Un mozo trajo un plato con empanadas fritas, calentitas.

—Mire, aquí hay apellidos que abren puertas y otros que las cierran. Me dicen Lenin P. Recabarren. Recabarren está bien porque es el apellido del fundador del Partido Comunista chileno, pero ese es solo mi segundo apellido.

—¿Cuál es el primero?

—¿No se da cuenta?

—No.

—Lenin P. Recabarren quiere decir Lenin Pinochet Recabarren —explicó sonrojándose—. No tenemos nada que ver con el dictador, aunque dicen que todos los Pinochet en Chile vienen del mismo tronco, para vergüenza mía.
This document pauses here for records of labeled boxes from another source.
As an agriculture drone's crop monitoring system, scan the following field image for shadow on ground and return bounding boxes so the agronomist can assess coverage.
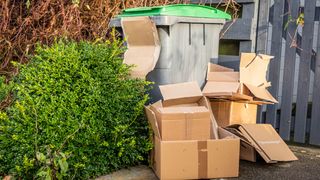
[98,145,320,180]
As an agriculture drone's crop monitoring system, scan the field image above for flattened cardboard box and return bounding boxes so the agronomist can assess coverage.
[121,16,160,78]
[203,53,277,104]
[210,100,257,127]
[145,107,240,179]
[227,124,298,163]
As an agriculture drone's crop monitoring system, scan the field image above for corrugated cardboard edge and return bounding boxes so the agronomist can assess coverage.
[145,106,161,139]
[121,16,160,79]
[244,84,278,103]
[234,124,298,163]
[159,82,203,103]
Curioso —dijo, arrancándole un trozo a la empanada—, pero la historia y los nombres me jugaron malas pasadas. El apellido Pinochet aquí no me habría servido ni para abrir un puesto de tacos en Tepito, donde comencé por cierto mi emprendimiento.

—Así me comentó el profesor Solórzano del Valle. —Cayetano se apartó del bigote la espuma del pisco sour con una servilleta de papel.
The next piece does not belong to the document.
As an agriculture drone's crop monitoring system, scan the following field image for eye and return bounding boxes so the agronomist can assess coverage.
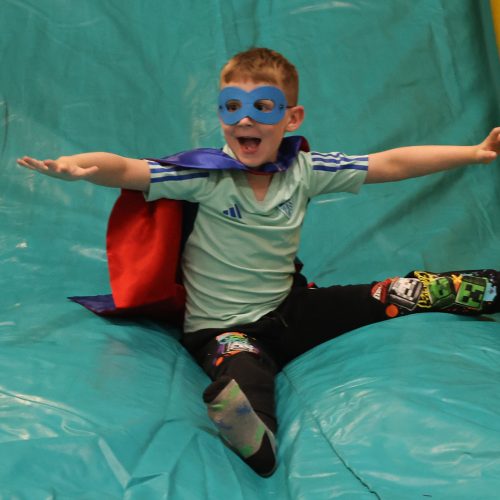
[226,99,241,113]
[253,99,274,113]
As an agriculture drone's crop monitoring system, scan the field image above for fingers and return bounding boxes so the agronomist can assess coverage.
[17,156,99,181]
—Confío en abrir otro restaurante en Playa del Carmen, donde llega mucho turista chileno. Como usted sabe, los chilenos seguimos pidiendo afuera palta reina y cazuela, pastel de choclo y humitas, pisco sour y vino chileno, y creyendo que la bandera y el himno nacional ganaron concursos internacionales en París, en el siglo XIX.

Dos señores fornidos, ya mayores, de trajes oscuros de fina tela, ingresaron en ese instante a La Utopía Estofada. El primero, de abundante y leonina melena canosa, pañuelo de seda al cuello y mocasines; el segundo, de pelo corto, corbata roja y zapatos bruñidos.
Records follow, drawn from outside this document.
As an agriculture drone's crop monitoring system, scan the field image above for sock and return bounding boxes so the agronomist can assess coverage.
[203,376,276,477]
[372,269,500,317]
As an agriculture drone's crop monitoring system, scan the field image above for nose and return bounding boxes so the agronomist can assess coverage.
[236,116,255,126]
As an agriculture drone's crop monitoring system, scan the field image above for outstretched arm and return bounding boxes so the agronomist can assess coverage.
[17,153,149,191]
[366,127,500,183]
—¿Ve a esos personajes? —preguntó Lenin en voz baja. Seguían a un mozo hacia una mesa reservada—. Ambos son de Valparaíso y eran revolucionarios en la época de Allende. Ahora uno es coleccionista de arte y posa de cineasta; el otro es embajador con aspiraciones literarias, cualquier día se apituta como ministro. Se olvidaron de su pasado rebelde, visten con la elegancia que les ve, se hospedan en hoteles cinco estrellas y disfrutan de contactos privilegiados en México.

—Interesante —comentó Cayetano tras acabar su pisco sour.

—Uno pertenece a la izquierda caviar, el otro terminó como liberal, amante de la economía de mercado y la democracia que tanto combatió en su juventud —agregó Lenin, chupándose los dedos—. Por eso Chile está como está. A su salud, compatriota, por Chile y su sufrido pueblo, y espero invitarlo un día no muy lejano a la inauguración de La Utopía Estofada en la caribeña Playa del Carmen.